There are so many things that I could be, but I would rather be the best me I can be. If given a choice between being someone else and being myself, then please let me choose to stay who I am. Do I want to be a better person? Absolutely. Do I want to be healthier, kinder, to learn more each day, of course I do. I have noticed as I have grown older, one of the biggest battles has been how to be yourself in a world that is trying to make you someone else.
For a woman it’s someone thinner, prettier, or who has the most things. But what about being happy with what you have and making the most of it. I am simply me. I barely reach 5 feet 6 inches (unless we count heels). I am not rail thin, nor obese. I refuse to base my value on the external things. The woman I see in the mirror, I am stuck with her for life. I can spend all my time trying to change her looks or look inside and ask God to beautify my heart. To someone else I may be beautiful, pretty or just okay. None of that matters, for beauty is fleeting and fades with each passing day. At least if you rely on the world standards. I would rather have a heart that is kind, loving, and be known for being a caring human being. That constitutes real beauty to me. As far as possessions they will come and go. The goal of having them is hopefully to share them, as there are many people in this world who have much less. I am thankful for everything God has given and it may not be what anyone else has. He supplies all that I need and some of what I want. I know that what I have does not make me who I am or better or less than anyone else.
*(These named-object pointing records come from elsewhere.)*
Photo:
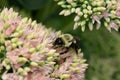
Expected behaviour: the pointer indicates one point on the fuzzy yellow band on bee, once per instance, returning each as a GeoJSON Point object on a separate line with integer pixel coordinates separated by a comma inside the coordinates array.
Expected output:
{"type": "Point", "coordinates": [67, 38]}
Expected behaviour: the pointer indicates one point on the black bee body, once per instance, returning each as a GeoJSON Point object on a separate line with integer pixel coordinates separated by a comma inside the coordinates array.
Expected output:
{"type": "Point", "coordinates": [67, 41]}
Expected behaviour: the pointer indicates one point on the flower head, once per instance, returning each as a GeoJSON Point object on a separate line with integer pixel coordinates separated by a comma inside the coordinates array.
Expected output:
{"type": "Point", "coordinates": [92, 13]}
{"type": "Point", "coordinates": [29, 53]}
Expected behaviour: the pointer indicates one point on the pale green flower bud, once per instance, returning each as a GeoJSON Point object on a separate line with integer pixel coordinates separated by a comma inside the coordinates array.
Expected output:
{"type": "Point", "coordinates": [26, 69]}
{"type": "Point", "coordinates": [24, 20]}
{"type": "Point", "coordinates": [32, 50]}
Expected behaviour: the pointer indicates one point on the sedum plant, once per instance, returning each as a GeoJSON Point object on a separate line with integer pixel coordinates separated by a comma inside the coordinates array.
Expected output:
{"type": "Point", "coordinates": [27, 52]}
{"type": "Point", "coordinates": [92, 13]}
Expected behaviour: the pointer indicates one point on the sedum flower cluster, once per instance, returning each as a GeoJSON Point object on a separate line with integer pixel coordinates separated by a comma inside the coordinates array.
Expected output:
{"type": "Point", "coordinates": [27, 52]}
{"type": "Point", "coordinates": [92, 13]}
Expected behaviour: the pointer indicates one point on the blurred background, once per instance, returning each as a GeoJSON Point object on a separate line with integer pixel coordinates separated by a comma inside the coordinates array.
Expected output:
{"type": "Point", "coordinates": [101, 48]}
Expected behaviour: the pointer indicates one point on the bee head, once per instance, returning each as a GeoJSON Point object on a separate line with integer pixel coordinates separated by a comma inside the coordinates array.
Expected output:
{"type": "Point", "coordinates": [67, 39]}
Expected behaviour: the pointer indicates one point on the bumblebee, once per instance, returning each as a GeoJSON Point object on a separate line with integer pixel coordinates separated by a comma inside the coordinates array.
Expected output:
{"type": "Point", "coordinates": [67, 41]}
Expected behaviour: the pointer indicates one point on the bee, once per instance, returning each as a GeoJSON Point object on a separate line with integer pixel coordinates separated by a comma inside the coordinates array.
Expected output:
{"type": "Point", "coordinates": [67, 41]}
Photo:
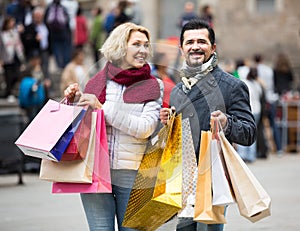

So in closing I am simply me. I dare not compare myself to anyone else. I have to believe that God was wise enough to make me the way He wanted me to be. I choose to believe Him when He says I am loved, accepted, cherished, set apart, beautifully and wonderfully made (Psalm 139). I mean He did create the Heavens and the Earth and there are some incredible breath-taking sights in the world, all hand painted and handcrafted by the One who called it all good. So I trust Him in what He says and accept who I am. I know He is walking me along a path to become the woman He called me to be.